Published online by Cambridge University Press:  28 June 2012

Jeffrey L. Arnold*
Yale New Haven Center for Emergency and Terrorism Preparedness, New Haven, Connecticut, USA
Ming-Che Tsai
Department of Emergency and Trauma Service, National Cheng-Kung University Hospital, Tainan, Taiwan, Republic of, China
Pinchas Halpern
Department of Emergency Medicine, Tel-Aviv Sourasky Medical Center, Tel-Aviv, Israel
Howard Smithline
Department of Emergency Medicine, Tufts University School of Medicine, Baystate Medical Center, Springfield, MA, USA
Edita Stok
Ministry of Health, Ljubljana, Slovenia
Gurkan Ersoy
Department of Emergency Medicine, Dokuz Eylul University Medical Center, Izmir, Turkey
Medical Director, Yale New Haven Center for Terrorism and Emergency Preparedness, 1 Church Street, 5th Floor, New Haven, CT 06510 USA, E-mail:



This article characterizes the epidemiological outcomes, resource utilization, and time course of emergency needs in mass-casualty, terrorist bombings producing 30 or more casualties.

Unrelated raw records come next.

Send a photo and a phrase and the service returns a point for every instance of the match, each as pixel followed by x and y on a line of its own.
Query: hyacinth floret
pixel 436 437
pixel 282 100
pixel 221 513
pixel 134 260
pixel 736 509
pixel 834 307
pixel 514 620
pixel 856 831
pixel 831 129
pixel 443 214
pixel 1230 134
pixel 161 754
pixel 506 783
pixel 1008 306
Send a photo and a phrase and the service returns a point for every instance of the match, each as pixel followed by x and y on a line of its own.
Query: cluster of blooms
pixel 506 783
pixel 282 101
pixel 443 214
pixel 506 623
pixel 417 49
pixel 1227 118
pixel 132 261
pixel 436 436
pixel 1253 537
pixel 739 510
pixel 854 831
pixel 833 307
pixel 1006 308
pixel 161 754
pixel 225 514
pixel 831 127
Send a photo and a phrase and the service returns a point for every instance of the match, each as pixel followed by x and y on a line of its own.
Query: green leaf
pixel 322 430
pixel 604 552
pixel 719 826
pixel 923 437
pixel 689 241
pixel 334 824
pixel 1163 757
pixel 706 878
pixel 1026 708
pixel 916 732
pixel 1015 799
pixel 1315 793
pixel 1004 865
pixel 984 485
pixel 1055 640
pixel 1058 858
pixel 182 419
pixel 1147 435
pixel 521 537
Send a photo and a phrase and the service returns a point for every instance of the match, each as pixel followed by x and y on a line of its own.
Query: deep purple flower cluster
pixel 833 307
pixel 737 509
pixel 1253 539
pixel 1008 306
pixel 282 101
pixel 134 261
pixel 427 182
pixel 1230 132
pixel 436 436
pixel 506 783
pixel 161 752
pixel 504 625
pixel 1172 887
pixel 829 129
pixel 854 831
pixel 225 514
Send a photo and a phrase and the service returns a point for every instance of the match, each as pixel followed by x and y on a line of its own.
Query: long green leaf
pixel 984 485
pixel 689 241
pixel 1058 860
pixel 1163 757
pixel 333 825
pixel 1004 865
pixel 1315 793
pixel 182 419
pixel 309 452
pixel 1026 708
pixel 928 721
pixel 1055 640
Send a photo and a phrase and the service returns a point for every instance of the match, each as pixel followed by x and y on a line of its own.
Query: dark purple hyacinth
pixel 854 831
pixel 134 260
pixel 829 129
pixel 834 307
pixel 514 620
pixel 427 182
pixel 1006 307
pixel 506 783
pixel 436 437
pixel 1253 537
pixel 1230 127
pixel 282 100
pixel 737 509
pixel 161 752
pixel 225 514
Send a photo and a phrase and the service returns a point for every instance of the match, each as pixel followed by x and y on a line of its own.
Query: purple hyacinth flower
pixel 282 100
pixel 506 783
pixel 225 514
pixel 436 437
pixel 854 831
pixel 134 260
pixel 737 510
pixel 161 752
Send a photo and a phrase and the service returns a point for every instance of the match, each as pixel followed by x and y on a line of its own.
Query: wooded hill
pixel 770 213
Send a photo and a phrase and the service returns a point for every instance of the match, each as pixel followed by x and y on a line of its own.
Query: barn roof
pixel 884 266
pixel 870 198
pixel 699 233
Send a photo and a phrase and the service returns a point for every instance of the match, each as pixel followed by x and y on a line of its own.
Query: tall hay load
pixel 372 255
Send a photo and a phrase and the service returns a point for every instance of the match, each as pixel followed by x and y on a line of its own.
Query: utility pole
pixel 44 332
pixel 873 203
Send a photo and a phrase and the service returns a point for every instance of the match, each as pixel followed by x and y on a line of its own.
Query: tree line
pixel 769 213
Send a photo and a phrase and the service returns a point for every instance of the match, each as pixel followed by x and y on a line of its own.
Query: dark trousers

Eligible bombings were identified using a MEDLINE search of articles published between 1996 and October 2002 and a manual search of published references. Mortality, injury frequency, injury severity, emergency department (ED) utilization, hospital admission, and time interval data were abstracted and relevant rates were determined for each bombing. Median values for the rates and the inter-quartile ranges (IQR) were determined for bombing subgroups associated with: (1) vehicle delivery; (2) terrorist suicide; (3) confined-space setting; (4) open-air setting; (5) structural collapse sequela; and (6) structural fire sequela.


Inclusion criteria were met by 44 mass-casualty, terrorist bombings reported in 61 articles. Median values for the immediate mortality rates and IQRs were: vehicle-delivery, 4% (1–25%); terrorist-suicide, 19% (7–44%); confined-space 4% (1–11%); open-air, 1% (0–5%); structural-collapse, 18% (5–26%); structural fire 17% (1–17%); and overall, 3% (1–14%). A biphasic pattern of mortality and unique patterns of injury frequency were noted in all subgroups. Median values for the hospital admission rates and IQRs were: vehicle-delivery, 19% (14–50%); terrorist-suicide, 58% (38–77%); confined-space, 52% (36–71%); open-air, 13% (11–27%); structural-collapse, 41% (23–74%); structural-fire, 34% (25–44%); and overall, 34% (14–53%). The shortest reported time interval from detonation to the arrival of the first patient at an ED was five minutes. The shortest reported time interval from detonation to the arrival of the last patient at an ED was 15 minutes. The longest reported time interval from detonation to extrication of a live victim from a structural collapse was 36 hours.


Epidemiological outcomes and resource utilization in mass-casualty, terrorist bombings vary with the characteristics of the event.